When his grandfather dies, a beautifully crafted coffin has been kept for him at the undertakers, which can only have been built by Sverre’s brother, Einar, a master cabinet maker. Edvard may have left it at that, buried his grandfather, and carried on with the farm. There’s Hanne, a high-school sweetheart back home from veterinary college, to hang out with. But the past nags at him and before long, Edvard is following a trail of clues to a tiny island off the Shetland coast called Haaf Gruney, in search of the uncle he hardly knew.

The Shetland Islands have a long Norwegian history, before becoming part of Scotland, and it is curious just how many place names and turns of phrase have a Norwegian ring to them. Edvard arrives off the car ferry from one remote spot on the atlas to an even remoter one with very little life experience. Soon he meets the much more savvy Gwen, a young woman the same age as Edvard, with a strong connection to her late grandfather, a wealthy timber merchant who owned Haaf Gruney. The two have a connected history it seems.

The story takes you through a maze of twists and turns as Edvard pieces together his uncle’s life. There’s his war – we’re up to World War II now, where Einar was involved in the French Resistance, and the importance of some trees that once grew in the Somme, and its link with Gwen’s grandfather’s experiences in the previous war. Then there’s the question of Einar’s feud with Sverre, attributed to the fact that Sverre fought for the Germans – or was there more to it than that? And then there’s Einar’s reverence for wood – you learn a lot about the craft of making fine things, the timber that makes it special.

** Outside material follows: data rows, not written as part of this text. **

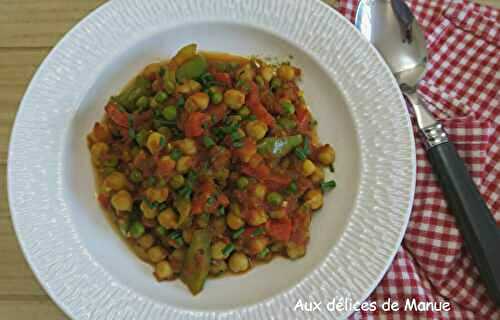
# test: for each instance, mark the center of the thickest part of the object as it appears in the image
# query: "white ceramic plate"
(71, 247)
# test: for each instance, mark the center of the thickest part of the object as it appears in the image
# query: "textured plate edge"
(61, 43)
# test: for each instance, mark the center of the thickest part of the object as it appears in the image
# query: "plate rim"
(57, 47)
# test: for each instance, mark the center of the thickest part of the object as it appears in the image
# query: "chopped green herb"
(208, 142)
(131, 133)
(328, 185)
(228, 249)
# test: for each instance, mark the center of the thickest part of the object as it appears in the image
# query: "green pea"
(177, 181)
(136, 229)
(142, 102)
(141, 137)
(242, 182)
(161, 96)
(274, 198)
(170, 113)
(288, 107)
(216, 97)
(136, 176)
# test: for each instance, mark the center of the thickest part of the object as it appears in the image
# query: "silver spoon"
(390, 26)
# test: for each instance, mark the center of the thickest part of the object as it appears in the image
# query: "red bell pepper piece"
(279, 230)
(253, 102)
(224, 78)
(117, 116)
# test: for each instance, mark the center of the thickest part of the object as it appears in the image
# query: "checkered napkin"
(462, 89)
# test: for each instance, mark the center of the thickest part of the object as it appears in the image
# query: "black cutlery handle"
(474, 219)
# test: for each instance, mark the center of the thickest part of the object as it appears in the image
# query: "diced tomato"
(253, 102)
(193, 127)
(280, 180)
(224, 78)
(279, 230)
(117, 116)
(248, 149)
(103, 199)
(300, 228)
(303, 118)
(218, 112)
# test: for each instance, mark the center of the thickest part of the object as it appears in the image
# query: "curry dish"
(209, 163)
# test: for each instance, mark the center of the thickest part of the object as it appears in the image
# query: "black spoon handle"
(474, 219)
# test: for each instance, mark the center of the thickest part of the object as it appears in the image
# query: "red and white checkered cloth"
(462, 88)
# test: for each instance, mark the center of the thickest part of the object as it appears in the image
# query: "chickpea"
(146, 241)
(267, 73)
(257, 217)
(188, 87)
(187, 146)
(260, 191)
(122, 201)
(156, 254)
(177, 181)
(217, 250)
(157, 194)
(163, 270)
(168, 219)
(184, 164)
(308, 167)
(286, 72)
(115, 181)
(278, 213)
(234, 222)
(176, 259)
(235, 99)
(235, 209)
(238, 262)
(314, 198)
(147, 211)
(247, 73)
(256, 129)
(256, 245)
(97, 151)
(154, 142)
(326, 155)
(218, 267)
(318, 175)
(295, 251)
(197, 101)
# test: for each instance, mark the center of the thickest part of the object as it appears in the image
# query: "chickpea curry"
(209, 163)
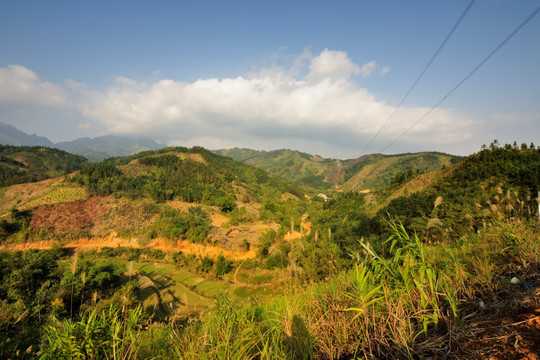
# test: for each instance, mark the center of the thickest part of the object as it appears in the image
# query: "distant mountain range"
(9, 135)
(94, 149)
(367, 173)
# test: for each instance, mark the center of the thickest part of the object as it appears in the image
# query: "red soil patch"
(509, 325)
(73, 216)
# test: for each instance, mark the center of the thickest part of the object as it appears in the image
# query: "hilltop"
(367, 173)
(28, 164)
(211, 248)
(94, 149)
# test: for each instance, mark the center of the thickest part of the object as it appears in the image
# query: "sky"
(323, 77)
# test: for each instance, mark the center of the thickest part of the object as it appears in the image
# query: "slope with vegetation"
(427, 275)
(369, 172)
(23, 164)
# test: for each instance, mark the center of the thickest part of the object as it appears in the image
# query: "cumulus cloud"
(315, 105)
(22, 92)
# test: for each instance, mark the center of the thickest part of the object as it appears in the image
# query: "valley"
(179, 243)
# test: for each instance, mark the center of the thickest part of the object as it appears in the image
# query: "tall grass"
(402, 302)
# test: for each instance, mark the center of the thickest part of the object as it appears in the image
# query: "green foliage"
(22, 164)
(193, 225)
(112, 333)
(223, 266)
(29, 282)
(191, 175)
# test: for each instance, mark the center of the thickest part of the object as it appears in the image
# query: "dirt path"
(113, 241)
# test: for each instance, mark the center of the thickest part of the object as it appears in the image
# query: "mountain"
(94, 149)
(140, 195)
(22, 164)
(10, 135)
(366, 173)
(102, 147)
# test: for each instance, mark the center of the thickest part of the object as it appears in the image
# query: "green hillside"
(22, 164)
(370, 172)
(430, 274)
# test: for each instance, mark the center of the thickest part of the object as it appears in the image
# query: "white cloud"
(314, 105)
(332, 65)
(367, 69)
(21, 91)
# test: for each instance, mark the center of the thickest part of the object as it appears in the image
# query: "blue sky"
(317, 76)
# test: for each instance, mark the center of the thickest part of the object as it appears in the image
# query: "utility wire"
(529, 18)
(420, 76)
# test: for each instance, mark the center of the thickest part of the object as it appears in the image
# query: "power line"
(420, 76)
(516, 30)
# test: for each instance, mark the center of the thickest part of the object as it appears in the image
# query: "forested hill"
(500, 180)
(22, 164)
(192, 175)
(369, 172)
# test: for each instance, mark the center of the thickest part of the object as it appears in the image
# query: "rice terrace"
(270, 180)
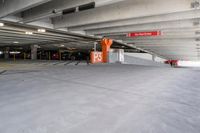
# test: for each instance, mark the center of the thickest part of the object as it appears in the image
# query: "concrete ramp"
(144, 62)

Mytting builds the story beautifully, pulling you in as Edvard and Gwen make the discoveries that lead back to the terrible day when Edvard’s parents died. But this is so much more than an extremely satisfying mystery. Edvard has a lot of growing up to to do and some big decisions to make. The legacies of both Einar and Sverre pull him in two directions, as does his attraction to two women. And this a young man who until leaving Norway had never eaten anything remotely as exotic as an Indian meal served in restaurant on a Shetland island.

The revelations of the story will really tug at your heart as well – the events of two world wars have hammered both Gwen’s and Edvard’s families. It’s no wonder they form an attachment. As the past drags them into some terrible discoveries, you wonder how they will recover. It makes you ponder the way that people’s heritage is linked to who they are and how they build a future from that. How much can be forgotten? It all adds up to a powerful story, one that will haunt you well after finishing the book.

I’m happy to see there’s a new Lars Mytting book just out – The Bell in the Lake – the first in a trilogy no less and which promises more of the themes Mytting is drawn to. One for my To Read list for sure. This one scores a four and a half out five from me.